Bodyscan involves attending to different parts of the body in a gradual format while tensing and then relaxing muscles. With soundscan, responses to sounds are adjusted such that their aversive impact is reduced. While mindfulness approaches are often added onto CBT and other forms of therapy, there is recent evidence supporting their unique benefit for the reduction of anxiety (Blanck, Perleth, & Heidenreich et al., 2018).

 

7. Rational Emotive Therapy

Albert Ellis developed Rational Emotive Therapy in the mid-1900s. It is a type of CBT in which a person’s distress is perceived as a function of irrational or faulty thinking.

The therapist works with the client to examine his/her cognitive appraisals of how an event may have created an outcome (Gonzalez, Nelson, Gutkin, et al., 2004). In other words, it is the client’s belief about a situation—rather than the situation itself, that is the focus of treatment.
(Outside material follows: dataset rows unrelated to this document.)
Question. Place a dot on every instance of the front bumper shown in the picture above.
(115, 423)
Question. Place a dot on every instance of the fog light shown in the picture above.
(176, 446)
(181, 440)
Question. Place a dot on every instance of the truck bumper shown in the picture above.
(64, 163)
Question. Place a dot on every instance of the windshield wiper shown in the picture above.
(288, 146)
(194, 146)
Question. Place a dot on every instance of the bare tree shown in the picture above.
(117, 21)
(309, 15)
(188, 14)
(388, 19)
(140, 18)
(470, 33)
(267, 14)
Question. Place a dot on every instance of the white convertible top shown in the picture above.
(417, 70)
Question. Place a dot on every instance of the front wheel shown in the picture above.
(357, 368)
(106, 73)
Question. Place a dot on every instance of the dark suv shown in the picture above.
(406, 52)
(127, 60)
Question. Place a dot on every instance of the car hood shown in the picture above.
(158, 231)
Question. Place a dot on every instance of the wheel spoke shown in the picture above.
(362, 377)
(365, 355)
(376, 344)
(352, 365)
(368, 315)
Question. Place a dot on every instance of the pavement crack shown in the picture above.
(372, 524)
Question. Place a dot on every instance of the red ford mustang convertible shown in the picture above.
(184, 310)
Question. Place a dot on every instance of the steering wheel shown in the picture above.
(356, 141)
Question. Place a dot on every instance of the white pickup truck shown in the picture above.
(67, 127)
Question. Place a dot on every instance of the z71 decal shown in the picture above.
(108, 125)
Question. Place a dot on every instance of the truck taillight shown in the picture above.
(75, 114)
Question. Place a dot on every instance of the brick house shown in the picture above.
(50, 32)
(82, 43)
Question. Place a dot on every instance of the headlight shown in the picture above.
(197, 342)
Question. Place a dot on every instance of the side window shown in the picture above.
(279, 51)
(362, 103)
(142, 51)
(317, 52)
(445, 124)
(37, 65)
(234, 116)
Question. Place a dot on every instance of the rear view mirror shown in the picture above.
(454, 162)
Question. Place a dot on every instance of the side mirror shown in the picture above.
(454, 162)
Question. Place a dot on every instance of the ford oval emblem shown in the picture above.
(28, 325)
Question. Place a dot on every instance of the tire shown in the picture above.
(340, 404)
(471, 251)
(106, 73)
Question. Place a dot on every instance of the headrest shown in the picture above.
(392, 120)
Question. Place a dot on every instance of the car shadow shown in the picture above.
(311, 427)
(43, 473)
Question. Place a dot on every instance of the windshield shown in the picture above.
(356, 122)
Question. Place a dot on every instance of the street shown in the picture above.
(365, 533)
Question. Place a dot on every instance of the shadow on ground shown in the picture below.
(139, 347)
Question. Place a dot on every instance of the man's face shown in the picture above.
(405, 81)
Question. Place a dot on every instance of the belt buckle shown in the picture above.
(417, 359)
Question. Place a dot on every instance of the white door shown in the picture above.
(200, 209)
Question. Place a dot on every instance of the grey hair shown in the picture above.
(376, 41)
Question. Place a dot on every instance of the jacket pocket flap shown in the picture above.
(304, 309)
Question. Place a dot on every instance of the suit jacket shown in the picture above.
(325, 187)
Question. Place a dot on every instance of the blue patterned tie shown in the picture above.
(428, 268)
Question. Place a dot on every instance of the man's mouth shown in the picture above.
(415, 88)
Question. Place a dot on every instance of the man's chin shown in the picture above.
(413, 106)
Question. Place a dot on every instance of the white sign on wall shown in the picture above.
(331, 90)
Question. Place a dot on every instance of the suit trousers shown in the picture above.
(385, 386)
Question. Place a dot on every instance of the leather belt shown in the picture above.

Unlike Client-Centered Therapy, Ellis’s rational-emotive approach is active and directive, intending to help clients avoid self-defeating beliefs and ultimately to experience a more positive sense of wellbeing.

 

8. Reality Therapy

Reality Therapy was developed by William Glasser in the 1950s. Its principles stem from Alfred Adler’s ideas about the social context of human behavior (Wubbolding, 2010). It is based on Choice Theory, which focuses on the power of individuals to control their behaviors.

While not all aspects of life are within our power to change, human beings are always faced with opportunities to respond either rationally or responsibly—or the opposite thereof (Peterson, 2000).

Reality Therapy helps clients to establish greater control over their lives while enhancing the ability to build meaningful and effective relationships. It is a present-day, non-symptom-focused approach in which the counselor takes on a friendly, positive, and nonjudgmental stance.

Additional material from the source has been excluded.